Introduction to Ceph
Architecture Overview
Ceph is an open source, distributed, scaled-out, software-defined storage system. through the use of the Controlled Replication Under Scalable Hashing (CRUSH) algorithm.
Ceph provides three main types of storage:
block storage via the RADOS Block Device (RBD), file storage via CephFS, and object storage via RADOS Gateway, which provides S3 and swift-compatible storage.
How Ceph works
According to the above image The core storage layer in Ceph is the Reliable Autonomous Distributed Object Store (RADOS). The RADOS layer in Ceph consists of the Ceph components (number of Object Storage Daemons (OSDs), and Ceph Monitors (MONs), etc).

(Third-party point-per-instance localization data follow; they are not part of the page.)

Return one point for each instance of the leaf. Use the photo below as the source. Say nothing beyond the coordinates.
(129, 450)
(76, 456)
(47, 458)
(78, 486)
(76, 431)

Each OSD is completely independent and forms peer-to-peer relationships to form a cluster. Each OSD is typically mapped to a single disk, into a single disk, in contrast to the traditional approach of presenting a number of disks combined into a single device via a RAID controller to the OS.
It serves the data from the hard drive or ingests it and stores it on the drive. The OSD also assures storage redundancy, by replicating data to other OSDs based on the CRUSH map.

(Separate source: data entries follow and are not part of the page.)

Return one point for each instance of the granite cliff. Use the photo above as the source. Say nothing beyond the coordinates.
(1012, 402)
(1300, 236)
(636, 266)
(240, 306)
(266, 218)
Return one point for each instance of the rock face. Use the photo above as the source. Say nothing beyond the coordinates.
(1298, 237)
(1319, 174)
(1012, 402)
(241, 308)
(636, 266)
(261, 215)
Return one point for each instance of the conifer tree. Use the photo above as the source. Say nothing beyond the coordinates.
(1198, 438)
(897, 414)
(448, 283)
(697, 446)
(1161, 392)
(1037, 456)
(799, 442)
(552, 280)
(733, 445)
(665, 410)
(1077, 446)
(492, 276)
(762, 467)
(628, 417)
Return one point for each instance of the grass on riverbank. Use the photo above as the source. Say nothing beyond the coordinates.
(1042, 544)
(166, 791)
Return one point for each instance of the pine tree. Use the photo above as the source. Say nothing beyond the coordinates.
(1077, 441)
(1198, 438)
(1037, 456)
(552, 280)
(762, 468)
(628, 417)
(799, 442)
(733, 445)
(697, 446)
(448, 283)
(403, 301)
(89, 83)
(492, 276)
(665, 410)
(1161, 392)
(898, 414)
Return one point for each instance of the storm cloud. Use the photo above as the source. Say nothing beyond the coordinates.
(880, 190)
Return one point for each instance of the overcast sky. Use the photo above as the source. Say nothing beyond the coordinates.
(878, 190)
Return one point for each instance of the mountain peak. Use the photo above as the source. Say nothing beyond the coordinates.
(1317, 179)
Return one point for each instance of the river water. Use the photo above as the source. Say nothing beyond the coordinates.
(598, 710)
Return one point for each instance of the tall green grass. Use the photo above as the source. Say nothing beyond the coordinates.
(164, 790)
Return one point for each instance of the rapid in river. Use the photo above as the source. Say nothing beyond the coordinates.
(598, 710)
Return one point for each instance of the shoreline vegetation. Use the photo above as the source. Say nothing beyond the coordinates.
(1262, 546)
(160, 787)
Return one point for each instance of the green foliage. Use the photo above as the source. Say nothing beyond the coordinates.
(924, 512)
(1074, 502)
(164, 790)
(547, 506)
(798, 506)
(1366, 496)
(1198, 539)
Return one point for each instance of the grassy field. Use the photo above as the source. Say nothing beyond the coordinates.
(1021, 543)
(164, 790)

When a drive goes down, the OSD will goes down too and the monitor nodes will redistribute an update CRUSH map so the clients are aware and know where to get the data. The OSDs also respond to this update, because redundancy is lost, they may start to replicate non-redundant data to make it redundant again (across fewer nodes).

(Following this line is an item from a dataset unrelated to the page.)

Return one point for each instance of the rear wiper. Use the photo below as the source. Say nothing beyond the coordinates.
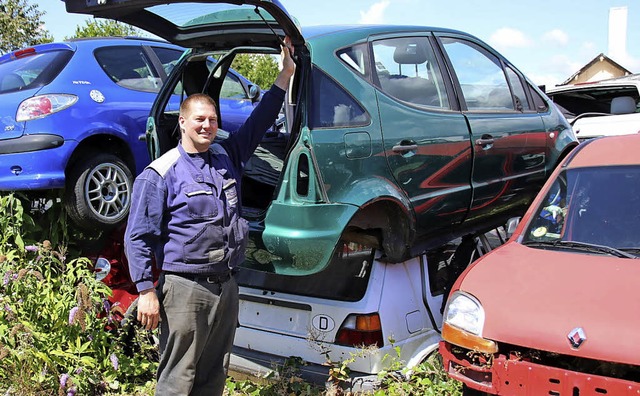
(590, 247)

An algorithm called CRUSH is then used to place the placement groups of each pool onto the OSDs. This reduces the tasks of tracking millions of objects to a matter of tracking a much more manageable number of placement groups, normally measured in thousands.
Your Data →Objects →Pools →placement groups →OSDs
So objects live in a pool and they’re associated with one placement group(each pool contains a number of placement groups). The placement group is associated with the number of OSDs as the replication count.
So:
- Pool contains objects
- Pg: placement group contains objects within a pool
- One object belongs to only one pg
- Pg belongs to multiple OSDs
If a replication count was three, each placement group with be associated with three OSDs. A primary OSD and two secondary OSDs. The primary OSD will serve data and peer with the secondary OSDs for data redundancy. In case the primary OSD goes down, a secondary OSD can be promoted to become the primary to serve data, allowing for high availability..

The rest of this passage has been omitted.